Community Op-Ed: In the “new normal,” teachers still need housing. Where will they live?
By Faauuga Moliga and Shamann Walton
The pandemic reminds us how critical our educational system is to our City’s resilience. We are moving with the greatest care to ensure the safety of our students, families, educators and staff. We are struggling with the disparate impact that distance learning will have on our low-income students and students of color. This health crisis has exposed existing inequities and exacerbated the fragile housing and economic situation of many of our students. And for many of our workers in the educator community too.
As we plan for a day when we can return to in-person classes, we are very aware of how the pandemic and the economic recession are putting huge pressures on people’s housing stability, causing even further risk of displacement among our students and staff.
The school community will become even more important for sharing and accessing critical information for health, food, housing and employment security, and for students, families and educators to continue to gather and support each other (even if “virtually” for the near term). When classroom teachers, support staff and paraprofessionals live in communities where they practice their profession, it promotes stability, community involvement, and stronger ties between educators, students, and families. The connection between schools, housing and community has never been more apparent.
Under these conditions – the new normal – it is simply untenable to continue to assume that some teachers will commute from as far away as Vallejo, or live in RVs, as many were already doing before the pandemic. We need a clear plan for reversing those trends. It is more critical than ever, as we come out of this, to ensure housing security for our school educators and staff in proximity to the children and families they serve.
As leaders from the Board of Education and the Board of Supervisors, we are proud to see the City’s first educator housing project in the Sunset District moving forward through the current crisis, unlike many other stalled private projects, promising 135 new homes, with a mix of family units and smaller units, in the next two years. It will serve teachers, paraeducators and support staff at all the income levels of our workforce. As a pilot project, the school district working with the educators themselves designed it for attracting new educators to the City and maintaining our current workforce.
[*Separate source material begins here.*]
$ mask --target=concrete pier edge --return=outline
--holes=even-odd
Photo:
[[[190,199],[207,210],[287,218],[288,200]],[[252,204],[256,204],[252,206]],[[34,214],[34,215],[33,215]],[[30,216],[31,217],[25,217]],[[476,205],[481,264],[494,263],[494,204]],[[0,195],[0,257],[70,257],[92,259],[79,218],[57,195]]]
We are now looking at long-term educator retention, so teachers and staff can plan a secure future in San Francisco. The school district has already prioritized three underutilized sites spread out across the city for new educator housing developments, with the potential for at least another 500 educator housing units.
Now is the time, however, to reconsider what “development” looks like in our City. We and other public leaders have a choice in this. Will our model for Educator Housing be centered on the spirit that has made San Francisco strong, looking to its own assets and resources to create community-based development, or will it be a model similar to what corporate charter lobbyists push for that relies on handing over public lands and public resources to profit-centered entities? And we have a choice in our partnerships to develop these sites. Will it be San Francisco community-based developers with intimate knowledge of their communities and neighborhoods and proven local chops in it for the long-haul, or will it be private developers or mega nonprofits that are highly capitalized?
Last year San Francisco voters overwhelmingly approved $20 million in the Prop A housing bond earmarked to jumpstart this next phase of educator housing, and at the same time voted overwhelmingly to rezone public school sites to allow 100% affordable educator housing. We take this as a mandate to create the best possible outcomes. Like the best our schools have to offer as community-building spaces, our educator housing projects should similarly be centered on holistic communities, bringing amenities that serve not just the educators as residents but the broader neighborhood in a community partnership model.
The pandemic has us all struggling to figure out new educational paradigms and structures, and how to ensure that our public education does what it is meant to do: serve all San Franciscans, without leaving any community behind. As we emerge from the pandemic, we will be returning to a very changed world, with a recession that will likely have long-term consequences. In this world, it’s our proactive commitment to public sector investments in housing for our educators and a commitment to enlisting our community-based organizations in providing that housing that will lift up our communities together.
Faauuga Moliga is a commissioner with the San Francisco Board of Education, and Shamann Walton is a member of the San Francisco Board of Supervisors.